When Fanchonette Bewitched Me
by Eugene Field
The garden in which I am straying has so many diversions to catch my eye, to engage my attention and to inspire reminiscence that I find it hard to treat of its beauties methodically. I find myself wandering up and down, hither and thither, in so irresponsible a fashion that I marvel you have not abandoned me as the most irrational of madmen.
Yet how could it be otherwise? All around me I see those things that draw me from the pathway I set out to pursue: like a heedless butterfly I flit from this sweet unto that, glorying and reveling in the sunshine and the posies. There is little that is selfish in a love like this, and herein we have another reason why the passion for books is beneficial. He who loves women must and should love some one woman above the rest, and he has her to his keeping, which I esteem to be one kind of selfishness.
But he who truly loves books loves all books alike, and not only this, but it grieves him that all other men do not share with him this noble passion. Verily, this is the most unselfish of loves!
To return now to the matter of booksellers, I would fain impress you with the excellences of the craft, for I know their virtues. My association with them has covered so long a period and has been so intimate that even in a vast multitude of people I have no difficulty in determining who are the booksellers and who are not.
For, having to do with books, these men in due time come to resemble their wares not only in appearance but also in conversation. My bookseller has dwelt so long in his corner with folios and quartos and other antique tomes that he talks in black-letter and has the modest, engaging look of a brown old stout binding, and to the delectation of discriminating olfactories he exhaleth an odor of mildew and of tobacco commingled, which is more grateful to the true bibliophile than all the perfumes of Araby.
I have studied the craft so diligently that by merely clapping my eyes upon a bookseller I can tell you with certainty what manner of books he sells; but you must know that the ideal bookseller has no fads, being equally proficient in and a lover of all spheres, departments, branches, and lines of his art.
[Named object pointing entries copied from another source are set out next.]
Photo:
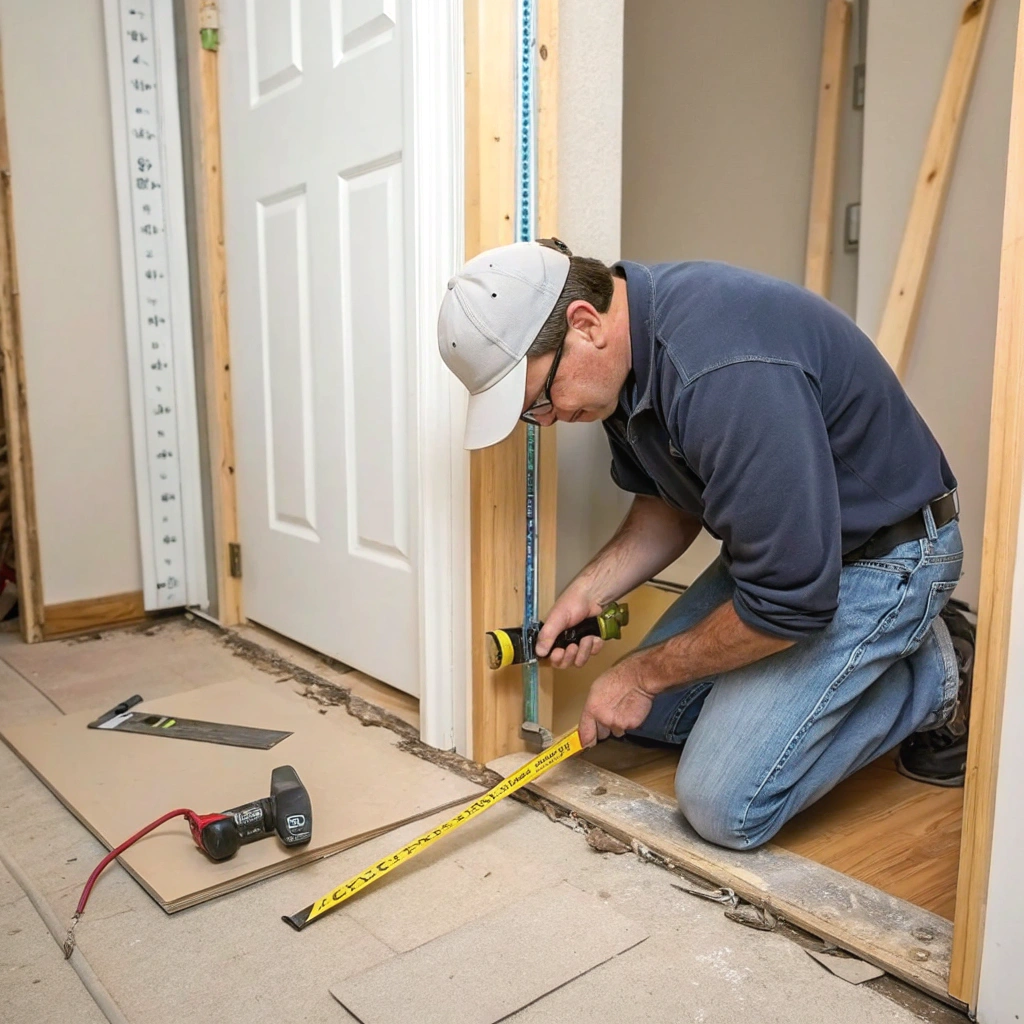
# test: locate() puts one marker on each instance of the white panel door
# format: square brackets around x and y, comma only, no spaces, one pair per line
[313,96]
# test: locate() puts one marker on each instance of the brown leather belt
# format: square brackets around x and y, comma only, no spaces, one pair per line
[944,509]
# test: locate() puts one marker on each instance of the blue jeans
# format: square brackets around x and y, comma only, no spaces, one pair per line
[764,741]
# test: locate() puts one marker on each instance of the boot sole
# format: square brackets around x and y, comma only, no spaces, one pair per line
[952,782]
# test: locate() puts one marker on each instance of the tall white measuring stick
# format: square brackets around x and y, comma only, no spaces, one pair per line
[158,310]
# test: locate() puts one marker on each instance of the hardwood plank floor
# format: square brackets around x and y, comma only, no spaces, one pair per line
[897,835]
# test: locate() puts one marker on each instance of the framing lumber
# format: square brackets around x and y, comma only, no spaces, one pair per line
[94,613]
[903,305]
[15,410]
[497,474]
[204,117]
[903,939]
[998,559]
[817,272]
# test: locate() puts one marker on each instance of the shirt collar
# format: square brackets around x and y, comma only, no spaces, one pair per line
[640,297]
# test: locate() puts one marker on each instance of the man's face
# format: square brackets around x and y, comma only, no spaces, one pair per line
[587,380]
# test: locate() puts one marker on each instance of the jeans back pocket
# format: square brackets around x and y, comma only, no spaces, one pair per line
[938,594]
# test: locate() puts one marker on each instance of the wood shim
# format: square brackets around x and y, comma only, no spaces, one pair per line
[359,783]
[998,557]
[906,292]
[852,914]
[817,273]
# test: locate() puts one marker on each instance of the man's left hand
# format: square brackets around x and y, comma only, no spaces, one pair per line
[616,701]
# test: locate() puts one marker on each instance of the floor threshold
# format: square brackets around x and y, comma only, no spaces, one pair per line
[904,940]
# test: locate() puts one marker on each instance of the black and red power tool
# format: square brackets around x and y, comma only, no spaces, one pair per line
[287,813]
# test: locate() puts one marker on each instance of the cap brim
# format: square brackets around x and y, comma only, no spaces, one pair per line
[494,414]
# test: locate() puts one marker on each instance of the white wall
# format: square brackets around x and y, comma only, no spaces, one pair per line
[58,122]
[590,147]
[950,372]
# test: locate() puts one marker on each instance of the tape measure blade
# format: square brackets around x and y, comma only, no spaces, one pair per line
[562,749]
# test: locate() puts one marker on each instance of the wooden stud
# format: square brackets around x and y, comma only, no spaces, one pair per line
[817,273]
[15,410]
[907,289]
[204,91]
[998,558]
[497,474]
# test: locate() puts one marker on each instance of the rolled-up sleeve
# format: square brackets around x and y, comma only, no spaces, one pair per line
[754,433]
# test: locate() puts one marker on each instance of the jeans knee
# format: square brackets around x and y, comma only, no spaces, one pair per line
[711,813]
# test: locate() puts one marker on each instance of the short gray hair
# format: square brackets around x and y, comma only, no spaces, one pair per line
[588,280]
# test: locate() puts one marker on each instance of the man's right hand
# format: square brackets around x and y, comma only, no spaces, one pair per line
[573,606]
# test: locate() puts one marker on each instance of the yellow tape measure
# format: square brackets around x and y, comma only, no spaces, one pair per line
[558,752]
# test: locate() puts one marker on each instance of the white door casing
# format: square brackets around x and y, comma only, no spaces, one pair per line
[339,406]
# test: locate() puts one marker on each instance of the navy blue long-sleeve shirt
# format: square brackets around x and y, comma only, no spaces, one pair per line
[764,412]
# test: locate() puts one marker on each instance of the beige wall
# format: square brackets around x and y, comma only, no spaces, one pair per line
[590,506]
[719,118]
[58,123]
[950,372]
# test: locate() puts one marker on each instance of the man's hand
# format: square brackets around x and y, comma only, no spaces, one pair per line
[616,701]
[573,606]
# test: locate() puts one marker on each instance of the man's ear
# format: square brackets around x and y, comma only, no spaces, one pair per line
[584,317]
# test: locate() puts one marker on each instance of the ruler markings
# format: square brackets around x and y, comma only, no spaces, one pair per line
[145,176]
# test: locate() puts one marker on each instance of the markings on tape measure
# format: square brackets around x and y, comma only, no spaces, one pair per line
[558,752]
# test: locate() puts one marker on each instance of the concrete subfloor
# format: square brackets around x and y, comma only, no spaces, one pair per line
[233,960]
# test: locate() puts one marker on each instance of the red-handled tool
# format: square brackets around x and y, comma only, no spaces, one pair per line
[286,812]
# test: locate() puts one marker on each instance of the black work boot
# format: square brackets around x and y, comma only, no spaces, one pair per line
[939,756]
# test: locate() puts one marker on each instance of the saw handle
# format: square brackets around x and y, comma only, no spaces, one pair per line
[505,647]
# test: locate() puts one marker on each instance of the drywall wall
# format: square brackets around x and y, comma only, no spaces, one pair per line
[1001,992]
[590,506]
[58,123]
[950,371]
[719,118]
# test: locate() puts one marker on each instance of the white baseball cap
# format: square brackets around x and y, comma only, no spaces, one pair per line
[491,314]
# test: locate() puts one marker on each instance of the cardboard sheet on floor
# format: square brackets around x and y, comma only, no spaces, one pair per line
[359,783]
[494,966]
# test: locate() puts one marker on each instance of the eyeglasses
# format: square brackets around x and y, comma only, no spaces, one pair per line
[544,403]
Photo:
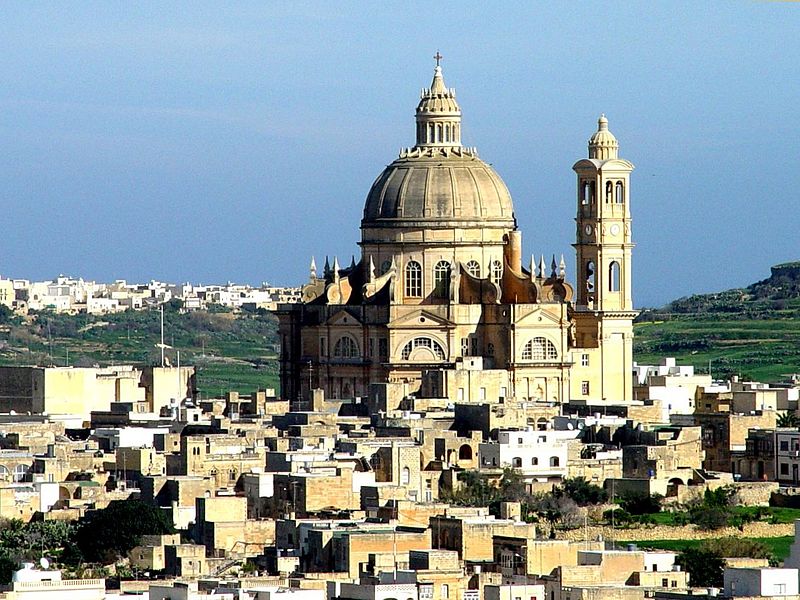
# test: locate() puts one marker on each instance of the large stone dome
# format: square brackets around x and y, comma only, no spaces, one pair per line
[432,189]
[438,183]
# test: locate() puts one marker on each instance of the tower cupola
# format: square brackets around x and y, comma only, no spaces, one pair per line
[438,114]
[603,145]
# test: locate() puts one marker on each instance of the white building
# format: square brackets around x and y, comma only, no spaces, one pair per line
[675,386]
[767,582]
[541,455]
[32,584]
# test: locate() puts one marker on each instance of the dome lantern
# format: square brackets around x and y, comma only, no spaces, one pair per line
[438,114]
[603,145]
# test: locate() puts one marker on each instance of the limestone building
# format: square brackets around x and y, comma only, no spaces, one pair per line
[441,297]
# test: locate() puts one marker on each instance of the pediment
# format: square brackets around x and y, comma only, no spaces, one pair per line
[343,318]
[420,318]
[539,317]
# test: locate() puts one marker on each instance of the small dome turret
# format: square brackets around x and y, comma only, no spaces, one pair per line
[438,114]
[438,182]
[603,145]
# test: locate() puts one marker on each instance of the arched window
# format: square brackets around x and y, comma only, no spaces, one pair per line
[539,348]
[497,271]
[405,476]
[413,279]
[441,279]
[465,452]
[613,277]
[19,472]
[434,348]
[346,347]
[590,279]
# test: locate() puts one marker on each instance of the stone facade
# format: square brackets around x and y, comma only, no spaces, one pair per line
[440,299]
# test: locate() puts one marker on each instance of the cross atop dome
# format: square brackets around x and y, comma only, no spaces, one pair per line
[438,113]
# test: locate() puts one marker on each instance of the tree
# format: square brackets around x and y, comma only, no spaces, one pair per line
[788,419]
[733,547]
[581,491]
[706,568]
[714,511]
[642,504]
[6,315]
[109,534]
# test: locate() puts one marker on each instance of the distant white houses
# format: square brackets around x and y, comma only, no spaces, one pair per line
[70,295]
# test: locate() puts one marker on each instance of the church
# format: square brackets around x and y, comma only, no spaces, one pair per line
[441,299]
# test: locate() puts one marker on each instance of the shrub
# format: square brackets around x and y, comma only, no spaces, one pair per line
[581,491]
[642,504]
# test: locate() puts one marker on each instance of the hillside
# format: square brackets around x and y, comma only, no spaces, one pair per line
[232,351]
[752,331]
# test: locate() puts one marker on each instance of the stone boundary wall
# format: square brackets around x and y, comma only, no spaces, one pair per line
[665,532]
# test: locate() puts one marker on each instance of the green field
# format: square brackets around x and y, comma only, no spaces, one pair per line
[761,349]
[771,514]
[231,351]
[778,546]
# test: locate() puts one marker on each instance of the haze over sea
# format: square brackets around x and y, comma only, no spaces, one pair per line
[192,142]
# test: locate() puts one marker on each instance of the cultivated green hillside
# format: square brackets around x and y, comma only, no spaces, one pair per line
[752,331]
[231,351]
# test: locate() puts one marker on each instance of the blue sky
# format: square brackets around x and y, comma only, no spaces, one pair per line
[190,141]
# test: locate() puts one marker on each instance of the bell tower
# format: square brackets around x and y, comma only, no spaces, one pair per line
[604,310]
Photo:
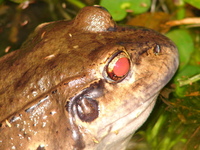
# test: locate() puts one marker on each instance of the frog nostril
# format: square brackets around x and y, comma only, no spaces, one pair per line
[87,109]
[157,49]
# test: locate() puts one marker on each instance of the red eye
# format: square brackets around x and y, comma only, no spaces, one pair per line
[118,66]
[121,67]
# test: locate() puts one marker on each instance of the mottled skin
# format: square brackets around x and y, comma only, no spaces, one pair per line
[55,92]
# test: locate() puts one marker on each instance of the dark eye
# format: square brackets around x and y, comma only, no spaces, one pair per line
[118,66]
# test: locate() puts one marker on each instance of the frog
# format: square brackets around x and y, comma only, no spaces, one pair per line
[86,83]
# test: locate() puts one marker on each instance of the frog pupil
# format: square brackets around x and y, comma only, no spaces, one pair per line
[121,67]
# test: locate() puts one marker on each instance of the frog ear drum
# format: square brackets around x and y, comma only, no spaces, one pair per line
[87,109]
[117,67]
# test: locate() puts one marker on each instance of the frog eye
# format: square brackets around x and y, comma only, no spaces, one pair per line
[118,66]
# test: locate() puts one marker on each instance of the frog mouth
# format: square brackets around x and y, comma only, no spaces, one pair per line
[129,123]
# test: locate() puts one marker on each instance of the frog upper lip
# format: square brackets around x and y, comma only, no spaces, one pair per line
[133,114]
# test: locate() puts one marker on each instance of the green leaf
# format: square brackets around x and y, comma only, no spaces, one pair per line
[119,8]
[195,3]
[185,45]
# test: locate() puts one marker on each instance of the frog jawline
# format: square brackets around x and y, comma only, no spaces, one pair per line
[128,128]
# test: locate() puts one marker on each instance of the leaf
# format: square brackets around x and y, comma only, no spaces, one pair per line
[119,8]
[185,45]
[195,3]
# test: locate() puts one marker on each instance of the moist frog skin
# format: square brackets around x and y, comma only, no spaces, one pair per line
[82,84]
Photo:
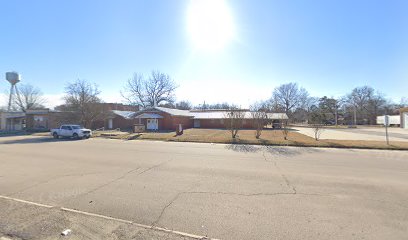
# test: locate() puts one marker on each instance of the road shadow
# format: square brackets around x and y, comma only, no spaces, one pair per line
[36,140]
[243,148]
[289,151]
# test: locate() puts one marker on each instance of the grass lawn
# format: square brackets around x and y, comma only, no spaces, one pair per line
[268,137]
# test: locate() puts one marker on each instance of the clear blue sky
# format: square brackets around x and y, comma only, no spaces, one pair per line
[328,47]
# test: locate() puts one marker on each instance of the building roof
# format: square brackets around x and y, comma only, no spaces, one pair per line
[124,114]
[148,115]
[223,114]
[210,114]
[175,112]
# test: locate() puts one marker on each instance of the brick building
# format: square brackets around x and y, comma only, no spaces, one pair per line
[160,118]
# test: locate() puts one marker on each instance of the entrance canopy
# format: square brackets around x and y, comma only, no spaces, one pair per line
[149,115]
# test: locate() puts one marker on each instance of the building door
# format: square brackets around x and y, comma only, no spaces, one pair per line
[196,123]
[152,124]
[110,123]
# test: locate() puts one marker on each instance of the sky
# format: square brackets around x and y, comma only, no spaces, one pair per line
[234,51]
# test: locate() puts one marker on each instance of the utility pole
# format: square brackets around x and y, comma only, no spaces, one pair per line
[355,116]
[386,123]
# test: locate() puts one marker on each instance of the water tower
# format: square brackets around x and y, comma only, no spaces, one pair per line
[13,78]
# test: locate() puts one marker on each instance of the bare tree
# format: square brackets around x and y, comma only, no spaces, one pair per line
[82,99]
[366,103]
[288,97]
[158,89]
[317,130]
[28,97]
[233,121]
[259,118]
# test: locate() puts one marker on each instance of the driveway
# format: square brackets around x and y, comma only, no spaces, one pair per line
[361,133]
[215,190]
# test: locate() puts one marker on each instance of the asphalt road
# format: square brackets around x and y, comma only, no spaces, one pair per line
[361,133]
[220,191]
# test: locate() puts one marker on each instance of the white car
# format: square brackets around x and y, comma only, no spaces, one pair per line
[72,131]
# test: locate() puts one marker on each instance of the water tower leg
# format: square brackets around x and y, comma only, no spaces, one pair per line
[10,97]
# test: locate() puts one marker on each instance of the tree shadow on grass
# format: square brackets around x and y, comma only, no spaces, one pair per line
[274,150]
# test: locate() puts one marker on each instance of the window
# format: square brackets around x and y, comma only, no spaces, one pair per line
[38,118]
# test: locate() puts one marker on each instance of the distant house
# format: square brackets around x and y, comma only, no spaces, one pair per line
[392,120]
[43,119]
[160,118]
[12,120]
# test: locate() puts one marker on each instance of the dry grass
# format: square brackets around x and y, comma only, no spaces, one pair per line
[268,137]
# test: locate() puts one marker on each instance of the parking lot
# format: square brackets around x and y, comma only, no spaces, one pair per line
[215,190]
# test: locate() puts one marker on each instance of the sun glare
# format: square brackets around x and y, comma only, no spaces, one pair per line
[210,24]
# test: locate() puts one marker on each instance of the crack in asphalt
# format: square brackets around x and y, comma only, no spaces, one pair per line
[110,182]
[227,193]
[123,176]
[49,180]
[288,183]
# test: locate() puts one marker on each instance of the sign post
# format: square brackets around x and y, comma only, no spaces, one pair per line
[386,123]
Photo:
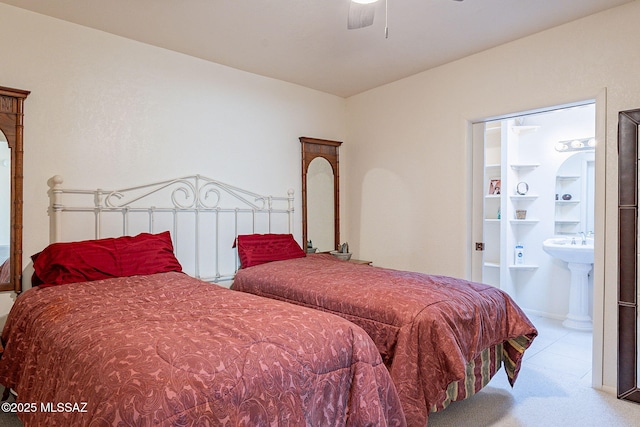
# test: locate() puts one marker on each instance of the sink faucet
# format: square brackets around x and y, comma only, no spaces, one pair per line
[584,237]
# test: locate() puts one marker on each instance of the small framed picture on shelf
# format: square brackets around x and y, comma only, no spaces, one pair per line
[494,187]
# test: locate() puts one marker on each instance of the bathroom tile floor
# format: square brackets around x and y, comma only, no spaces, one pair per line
[560,349]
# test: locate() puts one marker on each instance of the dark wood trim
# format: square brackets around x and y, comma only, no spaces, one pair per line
[12,125]
[628,123]
[312,148]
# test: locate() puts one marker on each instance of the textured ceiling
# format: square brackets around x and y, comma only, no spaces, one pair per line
[307,42]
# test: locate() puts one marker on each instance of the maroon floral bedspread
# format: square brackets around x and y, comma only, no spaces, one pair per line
[427,328]
[167,350]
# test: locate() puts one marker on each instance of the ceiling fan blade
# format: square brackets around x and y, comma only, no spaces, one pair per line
[360,15]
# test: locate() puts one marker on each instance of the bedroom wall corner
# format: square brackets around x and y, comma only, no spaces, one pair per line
[108,112]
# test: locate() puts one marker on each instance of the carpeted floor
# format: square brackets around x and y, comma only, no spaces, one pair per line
[553,389]
[541,398]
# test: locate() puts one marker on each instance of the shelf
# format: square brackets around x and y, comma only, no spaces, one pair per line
[517,197]
[524,221]
[525,166]
[567,222]
[523,267]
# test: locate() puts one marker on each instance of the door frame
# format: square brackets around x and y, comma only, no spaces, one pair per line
[475,130]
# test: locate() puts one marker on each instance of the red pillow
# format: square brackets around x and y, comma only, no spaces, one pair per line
[61,263]
[255,249]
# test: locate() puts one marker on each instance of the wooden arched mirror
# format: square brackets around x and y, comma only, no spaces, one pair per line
[11,153]
[628,126]
[320,193]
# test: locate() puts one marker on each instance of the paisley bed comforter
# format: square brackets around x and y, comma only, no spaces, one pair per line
[168,350]
[427,328]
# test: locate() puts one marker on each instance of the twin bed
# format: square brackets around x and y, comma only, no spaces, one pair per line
[121,326]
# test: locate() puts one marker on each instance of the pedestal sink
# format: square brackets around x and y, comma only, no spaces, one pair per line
[579,259]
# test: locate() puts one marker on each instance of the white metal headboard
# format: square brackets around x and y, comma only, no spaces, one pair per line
[203,215]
He is, moreover, of a benignant nature, and he denies credit to none; yet, withal, he is righteously so discriminating that he lets the poor scholar have for a paltry sum that which the rich parvenu must pay dearly for. He is courteous and considerate where courtesy and consideration are most seemly.
Samuel Johnson once rolled into a London bookseller’s shop to ask for literary employment. The bookseller scrutinized his burly frame, enormous hands, coarse face, and humble apparel.
“You would make a better porter,” said he.
This was too much for the young lexicographer’s patience. He picked up a folio and incontinently let fly at the bookseller’s head, and then stepping over the prostrate victim he made his exit, saying: “Lie there, thou lump of lead!”
This bookseller was Osborne, who had a shop at Gray’s Inn Gate. To Boswell Johnson subsequently explained: “Sir, he was impertinent to me, and I beat him.”
Jacob Tonson was Dryden’s bookseller; in the earlier times a seller was also a publisher of books. Dryden was not always on amiable terms with Tonson, presumably because Dryden invariably was in debt to Tonson. On one occasion Dryden asked for an advance of money, but Tonson refused upon the grounds that the poet’s overdraft already exceeded the limits of reasonableness. Thereupon Dryden penned the following lines and sent them to Tonson with the message that he who wrote these lines could write more:
With leering looks, bull-faced and freckled fair
With two left legs, with Judas-colored hair,
And frowzy pores that taint the ambient air.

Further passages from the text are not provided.